LOL! Fred does that all the time. I think he does it because his face itches. He also rubs his body all over my walls and up and down the couch. I think it scratches his back. If I walk him next to a cement wall, he will also rub up against the wall. I think it's pretty smart!


----------



## The Fussy Puppy Gang (May 21, 2007)

Pepper does it too. Always after a bath and sometimes after he eats or has been wrestling around. I've always thought it was from being wet, itchy or just feeling frisky.


----------



## sashamom (Jan 12, 2009)

Sasha does it after she eats and then we have to have the "the carpet is not your napkin" discussion. Of course she just looks at me as if to say what are you saying woman? I am the Princess and the carpet is whatever I want it to be. LOL


----------



## motherslittlehelper (Mar 18, 2010)

sashamom said:


> Sasha does it after she eats and then we have to have the "the carpet is not your napkin" discussion. Of course she just looks at me as if to say what are you saying woman? I am the Princess and the carpet is whatever I want it to be. LOL


ound:


----------



## suki'smom (Jul 3, 2010)

I am glad you posted this! I was wondering too. Suki loves to roll on his side and rub his beard on both sides too but only when he has access to carpet! I think he's just itchy or cleaning himself!!


----------



## katkoota (Feb 25, 2010)

Snowy does it too. Crystal also does it but not as frequent as Snowy. Nothing unusual about it, so no worries  I know that Snowy does it for fun most of the time. When he is in the snow or when he goes shopping with me and gets bored of waiting and waiting, so he kindda performs a breakdance on the floor  

Both Snowy and Crystal do it in their playful mood. Snowy doesn't mind playing on his own (goofball) so he does it often. Crystal, on the other hand, does it when she sees me approach her, knowing I am there to "catch her" <- our lil game 

Have fun with your lil one. He looks adorable (avater picture) I love his markings too ^_^

Kat


----------



## Pancake (Oct 20, 2010)

Phew! Thank you for all the responses! Glad to know that Luigi is not the only one:


----------



## jacqui (Aug 7, 2007)

Many breeds do this. One reason is to 're-perfume' themselves for any number of reasons. Get that down home smell back on their coats. Just be thankful it is indoors. When we lived next door to a farm my Shepherds thought it a good idea to run through the cow pasture and perfume themselves with...ahem. ( you guessed it!). Yech!


----------



## sprorchid (Mar 30, 2010)

Yup little Ollie wipes his beard where ever he feels like it all the time. but I have an added layer fun, my 6 month old anatolian pup, Oz, cleans his beard/face for him. yup, seriously he eats any food bits out of his beard and Ollie lets him.
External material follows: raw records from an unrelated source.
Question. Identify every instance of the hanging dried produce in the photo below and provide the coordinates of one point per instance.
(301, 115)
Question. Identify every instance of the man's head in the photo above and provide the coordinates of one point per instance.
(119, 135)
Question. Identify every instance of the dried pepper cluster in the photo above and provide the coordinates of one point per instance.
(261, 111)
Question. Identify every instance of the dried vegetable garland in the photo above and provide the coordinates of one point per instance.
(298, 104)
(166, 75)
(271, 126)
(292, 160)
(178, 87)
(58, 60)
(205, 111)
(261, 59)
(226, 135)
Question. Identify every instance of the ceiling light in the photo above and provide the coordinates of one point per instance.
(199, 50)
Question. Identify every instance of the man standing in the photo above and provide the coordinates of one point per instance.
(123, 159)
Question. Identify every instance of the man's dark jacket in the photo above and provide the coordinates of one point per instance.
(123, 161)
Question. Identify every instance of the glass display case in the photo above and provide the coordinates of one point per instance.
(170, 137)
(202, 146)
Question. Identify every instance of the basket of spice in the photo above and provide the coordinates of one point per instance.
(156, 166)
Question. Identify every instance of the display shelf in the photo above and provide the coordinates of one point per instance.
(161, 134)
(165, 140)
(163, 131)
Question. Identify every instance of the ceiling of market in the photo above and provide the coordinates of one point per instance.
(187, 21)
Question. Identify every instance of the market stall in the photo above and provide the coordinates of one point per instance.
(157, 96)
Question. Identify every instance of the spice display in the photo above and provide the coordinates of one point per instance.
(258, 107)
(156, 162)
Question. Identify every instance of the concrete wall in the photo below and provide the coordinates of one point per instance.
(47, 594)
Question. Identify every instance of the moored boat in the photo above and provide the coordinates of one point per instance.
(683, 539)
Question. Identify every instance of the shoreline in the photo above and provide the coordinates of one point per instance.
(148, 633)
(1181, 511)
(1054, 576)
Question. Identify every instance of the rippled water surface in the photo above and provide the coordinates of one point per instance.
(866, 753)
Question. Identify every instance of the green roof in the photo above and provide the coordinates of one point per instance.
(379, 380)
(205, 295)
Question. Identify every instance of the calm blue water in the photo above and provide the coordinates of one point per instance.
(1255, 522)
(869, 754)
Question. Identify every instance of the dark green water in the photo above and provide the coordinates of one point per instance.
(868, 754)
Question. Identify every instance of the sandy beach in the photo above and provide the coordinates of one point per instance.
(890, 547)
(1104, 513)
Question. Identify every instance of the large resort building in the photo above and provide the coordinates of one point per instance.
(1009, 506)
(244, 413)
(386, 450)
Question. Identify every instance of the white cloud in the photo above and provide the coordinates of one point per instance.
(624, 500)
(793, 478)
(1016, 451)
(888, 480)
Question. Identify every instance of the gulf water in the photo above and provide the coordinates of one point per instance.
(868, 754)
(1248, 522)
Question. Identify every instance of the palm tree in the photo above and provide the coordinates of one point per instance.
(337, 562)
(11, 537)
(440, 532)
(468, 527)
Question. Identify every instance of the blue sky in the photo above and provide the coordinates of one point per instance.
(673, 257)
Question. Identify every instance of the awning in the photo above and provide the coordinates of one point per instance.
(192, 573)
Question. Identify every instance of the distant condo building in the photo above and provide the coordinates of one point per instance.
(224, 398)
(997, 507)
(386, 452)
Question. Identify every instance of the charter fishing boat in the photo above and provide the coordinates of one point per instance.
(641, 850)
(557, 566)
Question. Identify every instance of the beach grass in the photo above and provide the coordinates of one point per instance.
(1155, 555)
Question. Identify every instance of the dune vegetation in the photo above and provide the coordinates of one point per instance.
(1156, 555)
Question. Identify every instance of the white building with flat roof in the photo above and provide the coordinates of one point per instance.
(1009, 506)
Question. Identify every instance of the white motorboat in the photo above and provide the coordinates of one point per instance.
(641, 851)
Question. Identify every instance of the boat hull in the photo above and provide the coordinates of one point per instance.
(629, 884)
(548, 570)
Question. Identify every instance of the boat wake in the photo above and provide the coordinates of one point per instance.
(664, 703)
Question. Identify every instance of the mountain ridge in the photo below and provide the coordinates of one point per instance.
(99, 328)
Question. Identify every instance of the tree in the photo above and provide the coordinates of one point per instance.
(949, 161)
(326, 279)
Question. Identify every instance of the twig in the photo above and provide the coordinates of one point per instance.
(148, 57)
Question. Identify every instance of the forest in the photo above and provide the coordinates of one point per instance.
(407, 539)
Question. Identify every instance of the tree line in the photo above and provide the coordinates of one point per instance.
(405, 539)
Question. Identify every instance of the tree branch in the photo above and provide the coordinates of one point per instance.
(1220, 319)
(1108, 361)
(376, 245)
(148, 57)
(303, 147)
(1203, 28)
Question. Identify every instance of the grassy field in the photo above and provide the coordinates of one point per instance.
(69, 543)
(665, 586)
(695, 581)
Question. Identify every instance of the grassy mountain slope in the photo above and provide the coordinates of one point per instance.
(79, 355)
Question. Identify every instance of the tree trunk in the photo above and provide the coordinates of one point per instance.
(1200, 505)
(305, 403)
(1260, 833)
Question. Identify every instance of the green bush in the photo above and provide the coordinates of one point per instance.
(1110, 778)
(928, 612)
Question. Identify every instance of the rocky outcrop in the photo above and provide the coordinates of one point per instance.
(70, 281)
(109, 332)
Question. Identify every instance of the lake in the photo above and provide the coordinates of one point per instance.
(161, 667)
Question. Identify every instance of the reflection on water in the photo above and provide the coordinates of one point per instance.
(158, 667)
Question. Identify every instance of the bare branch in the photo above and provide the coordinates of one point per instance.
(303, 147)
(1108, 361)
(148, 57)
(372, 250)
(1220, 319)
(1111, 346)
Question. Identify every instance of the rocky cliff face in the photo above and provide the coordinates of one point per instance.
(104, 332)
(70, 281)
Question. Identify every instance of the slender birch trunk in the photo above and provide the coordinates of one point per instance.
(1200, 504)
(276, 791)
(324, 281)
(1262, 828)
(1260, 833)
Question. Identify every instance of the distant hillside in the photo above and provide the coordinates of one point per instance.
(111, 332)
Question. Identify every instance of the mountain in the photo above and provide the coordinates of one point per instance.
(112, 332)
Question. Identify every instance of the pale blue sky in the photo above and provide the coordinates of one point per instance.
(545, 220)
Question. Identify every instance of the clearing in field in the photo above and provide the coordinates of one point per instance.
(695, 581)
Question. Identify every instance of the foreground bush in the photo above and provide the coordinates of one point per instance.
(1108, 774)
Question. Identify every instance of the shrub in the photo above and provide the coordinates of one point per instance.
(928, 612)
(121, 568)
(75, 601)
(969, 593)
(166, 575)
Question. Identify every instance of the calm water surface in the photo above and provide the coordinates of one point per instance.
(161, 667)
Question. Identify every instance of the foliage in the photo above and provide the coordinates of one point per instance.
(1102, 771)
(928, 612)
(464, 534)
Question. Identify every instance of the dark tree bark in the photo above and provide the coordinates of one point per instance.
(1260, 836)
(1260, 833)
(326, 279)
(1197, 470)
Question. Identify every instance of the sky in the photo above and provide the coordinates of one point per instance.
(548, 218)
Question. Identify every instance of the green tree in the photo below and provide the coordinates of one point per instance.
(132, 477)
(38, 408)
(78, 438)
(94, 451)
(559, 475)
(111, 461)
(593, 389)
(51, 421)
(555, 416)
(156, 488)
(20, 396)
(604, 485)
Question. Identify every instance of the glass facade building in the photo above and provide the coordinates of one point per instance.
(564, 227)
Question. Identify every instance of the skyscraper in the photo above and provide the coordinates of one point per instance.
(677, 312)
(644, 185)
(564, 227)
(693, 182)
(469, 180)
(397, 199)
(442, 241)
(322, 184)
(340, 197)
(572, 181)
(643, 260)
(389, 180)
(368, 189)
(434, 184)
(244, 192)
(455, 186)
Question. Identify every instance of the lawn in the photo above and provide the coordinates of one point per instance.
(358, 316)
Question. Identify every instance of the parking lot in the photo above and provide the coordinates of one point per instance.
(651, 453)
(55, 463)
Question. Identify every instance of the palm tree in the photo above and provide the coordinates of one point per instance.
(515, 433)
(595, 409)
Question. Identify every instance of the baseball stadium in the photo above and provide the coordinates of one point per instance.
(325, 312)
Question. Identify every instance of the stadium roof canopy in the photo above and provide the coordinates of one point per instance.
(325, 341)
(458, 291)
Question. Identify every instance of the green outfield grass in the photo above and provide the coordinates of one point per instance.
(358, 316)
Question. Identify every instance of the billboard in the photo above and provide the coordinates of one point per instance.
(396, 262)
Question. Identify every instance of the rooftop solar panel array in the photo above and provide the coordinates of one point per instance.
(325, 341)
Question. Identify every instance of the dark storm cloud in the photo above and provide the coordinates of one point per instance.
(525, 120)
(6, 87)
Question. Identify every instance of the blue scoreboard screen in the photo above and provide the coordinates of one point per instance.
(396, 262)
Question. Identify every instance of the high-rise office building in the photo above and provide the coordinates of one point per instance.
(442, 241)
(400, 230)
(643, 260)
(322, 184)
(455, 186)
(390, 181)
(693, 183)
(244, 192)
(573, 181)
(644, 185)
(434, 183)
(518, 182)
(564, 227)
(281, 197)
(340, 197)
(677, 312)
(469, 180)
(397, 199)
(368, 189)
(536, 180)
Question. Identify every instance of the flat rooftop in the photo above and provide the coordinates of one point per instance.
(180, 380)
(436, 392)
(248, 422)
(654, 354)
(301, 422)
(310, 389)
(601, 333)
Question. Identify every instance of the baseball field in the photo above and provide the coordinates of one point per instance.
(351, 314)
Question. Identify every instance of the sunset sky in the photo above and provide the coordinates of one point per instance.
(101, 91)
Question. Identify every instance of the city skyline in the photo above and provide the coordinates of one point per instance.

It's hysterical and it's like monkeys grooming each other (except one way, b/c Oz doesn't have a beard).


----------



## HavaneseSoon (Nov 4, 2008)

Dexter and Jack rub their beards on the rug especially after they have eaten something really good. 

If the rubbing on the floor with his beard seems like it is becoming a habit, just direct the behavior to something else and praise like crazy. Call him to you and play with your pup for a little while. Just my opinion....


----------



## TrishK (Nov 29, 2010)

Sammy rubs his whole self all over the couch or my bed when he comes in from outside or after I have brushed him and after he eats.


----------



## LuckyOne (Sep 3, 2009)

motherslittlehelper said:


> Yes, Augie does it too - frequently - usually after I have combed him and made him all 'pretty'. Figure he doesn't want to look too 'prissy' - after all, he is a guy, and going for a bit of a disheveled look! :biggrin1: Actually, with all that hair around their chin/jowl area, it probably itches?


My boys do this too. Must be part of the breed just like sneezing!


----------